Alicia Thompson was born and raised in Los Angeles, California, where she has lived for the past 53 years, minus three at the end of the 80s when she jumped down a rabbit hole that took her to Humboldt County.

Alicia loves sci-fi, fantasy and horror and has written two YA novels about quantum physics and how hard it is being 17 and the most destructive force in the universe. She is a human being, proud to be Black and thanks you for reading her stuff! All love to all of you.

Twitter

S.M. Uddin

Story: ‘For Evermore’

S.M. Uddin is a London-born author of gothic fiction and a 2020 graduate. Her literature preferences lean more towards the dark, with an unusual affinity for eerie tragedies or the viscerally uncomfortable.
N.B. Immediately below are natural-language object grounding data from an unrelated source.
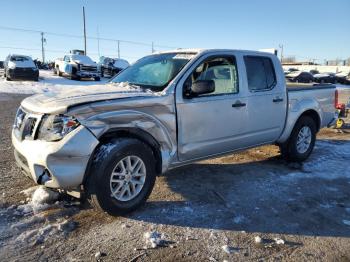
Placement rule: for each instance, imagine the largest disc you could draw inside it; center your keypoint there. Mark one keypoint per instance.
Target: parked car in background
(20, 67)
(164, 111)
(325, 78)
(300, 77)
(343, 77)
(314, 72)
(76, 67)
(112, 66)
(290, 70)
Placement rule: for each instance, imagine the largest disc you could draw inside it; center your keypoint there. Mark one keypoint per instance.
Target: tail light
(336, 99)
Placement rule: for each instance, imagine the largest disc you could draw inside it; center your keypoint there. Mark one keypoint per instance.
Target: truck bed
(303, 87)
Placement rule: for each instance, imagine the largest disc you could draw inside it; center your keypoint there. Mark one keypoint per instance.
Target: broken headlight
(55, 127)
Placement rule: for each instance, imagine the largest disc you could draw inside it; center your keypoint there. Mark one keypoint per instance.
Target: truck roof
(199, 50)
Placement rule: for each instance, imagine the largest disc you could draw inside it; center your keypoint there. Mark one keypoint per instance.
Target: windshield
(19, 58)
(155, 71)
(82, 59)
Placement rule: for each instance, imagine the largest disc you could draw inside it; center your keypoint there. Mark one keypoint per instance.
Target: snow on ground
(48, 82)
(40, 218)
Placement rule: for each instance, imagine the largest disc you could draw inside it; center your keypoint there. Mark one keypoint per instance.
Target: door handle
(277, 99)
(238, 104)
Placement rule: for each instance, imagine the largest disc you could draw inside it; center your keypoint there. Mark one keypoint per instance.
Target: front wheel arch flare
(128, 133)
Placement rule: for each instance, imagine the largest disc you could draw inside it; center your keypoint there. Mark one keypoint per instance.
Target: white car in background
(76, 67)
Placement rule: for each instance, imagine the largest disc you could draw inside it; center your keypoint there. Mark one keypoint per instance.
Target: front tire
(301, 141)
(122, 176)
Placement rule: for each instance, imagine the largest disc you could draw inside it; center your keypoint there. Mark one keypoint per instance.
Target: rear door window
(260, 73)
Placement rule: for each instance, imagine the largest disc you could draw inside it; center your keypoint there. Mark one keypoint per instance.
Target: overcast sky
(307, 29)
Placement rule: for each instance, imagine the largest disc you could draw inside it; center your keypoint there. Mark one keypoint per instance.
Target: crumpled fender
(103, 122)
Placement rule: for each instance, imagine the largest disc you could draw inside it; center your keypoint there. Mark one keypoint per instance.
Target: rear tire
(101, 191)
(301, 141)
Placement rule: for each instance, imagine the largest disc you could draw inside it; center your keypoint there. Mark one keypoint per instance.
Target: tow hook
(44, 177)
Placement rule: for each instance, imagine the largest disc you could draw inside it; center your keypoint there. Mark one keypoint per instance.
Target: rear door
(267, 103)
(212, 123)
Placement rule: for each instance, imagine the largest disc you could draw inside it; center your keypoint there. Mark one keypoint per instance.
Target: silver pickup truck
(168, 109)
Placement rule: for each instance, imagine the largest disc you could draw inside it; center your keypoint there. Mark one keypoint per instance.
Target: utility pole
(84, 31)
(98, 43)
(118, 42)
(43, 40)
(281, 47)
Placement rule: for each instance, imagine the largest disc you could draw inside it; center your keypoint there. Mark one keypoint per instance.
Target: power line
(81, 36)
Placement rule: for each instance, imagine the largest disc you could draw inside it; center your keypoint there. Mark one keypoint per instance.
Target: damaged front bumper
(88, 74)
(60, 164)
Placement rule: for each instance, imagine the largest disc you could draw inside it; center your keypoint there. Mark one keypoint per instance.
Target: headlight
(11, 65)
(55, 127)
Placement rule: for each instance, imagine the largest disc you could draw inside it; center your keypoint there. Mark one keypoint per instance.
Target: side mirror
(201, 87)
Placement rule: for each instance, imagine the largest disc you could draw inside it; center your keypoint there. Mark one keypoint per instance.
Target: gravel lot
(208, 211)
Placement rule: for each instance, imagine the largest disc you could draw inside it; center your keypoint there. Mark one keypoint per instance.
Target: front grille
(23, 72)
(28, 129)
(26, 124)
(89, 68)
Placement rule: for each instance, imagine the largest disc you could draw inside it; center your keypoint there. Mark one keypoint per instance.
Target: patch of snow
(29, 191)
(153, 238)
(43, 195)
(121, 63)
(258, 239)
(229, 250)
(324, 163)
(103, 151)
(188, 209)
(238, 219)
(346, 222)
(98, 255)
(279, 241)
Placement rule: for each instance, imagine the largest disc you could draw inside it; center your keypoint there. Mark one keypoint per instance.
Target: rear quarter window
(260, 73)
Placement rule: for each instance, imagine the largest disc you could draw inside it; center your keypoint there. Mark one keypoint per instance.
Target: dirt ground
(208, 211)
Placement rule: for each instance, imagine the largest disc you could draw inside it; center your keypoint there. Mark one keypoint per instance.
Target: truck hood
(57, 103)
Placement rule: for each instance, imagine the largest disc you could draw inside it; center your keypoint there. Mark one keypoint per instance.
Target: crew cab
(77, 66)
(108, 143)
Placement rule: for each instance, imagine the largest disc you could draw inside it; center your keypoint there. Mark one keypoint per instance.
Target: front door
(211, 123)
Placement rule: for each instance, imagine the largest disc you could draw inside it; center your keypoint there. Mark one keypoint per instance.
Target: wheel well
(314, 115)
(140, 135)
During her leisure time, her hobbies include not leaving the house, reading up on different psychological theories and admiring new K-pop videos. Whichever one requires the least talking.

Website | Twitter | Instagram

Anuja Varghese

Story: ‘In the Bone Fields’

Anuja Varghese (she/her) is a Pushcart-nominated writer with a degree in English Literature from McGill University. Her work appears in Hobart, The Fiddlehead, Corvid Queen: A Journal of Feminist Folklore & Fairy Tales, Plenitude Magazine, So to Speak Journal, Southern Humanities Review and elsewhere. In 2021, she took on the role of Fiction Editor with The Puritan Magazine. She recently completed a collection of short stories (forthcoming from House of Anansi Press, 2023) and is working on a debut novel. She lives in Canada with her partner, two kids and two cats.

Website | Twitter | Instagram

jonah wu

Story: ‘Yama-uba’

jonah wu is a queer, non-binary writer and filmmaker currently residing in Los Angeles, California. Their work is usually a deep dive into their Chinese-American upbringing and explores the intersection between mental illness, trauma, dreams, memory and family history. Their writing has been published or is forthcoming in Longleaf Review, Jellyfish Review, The Aurora Journal, Sinister Wisdom, Bright Wall/Dark Room, Cha: An Asian Literary Journal and elsewhere.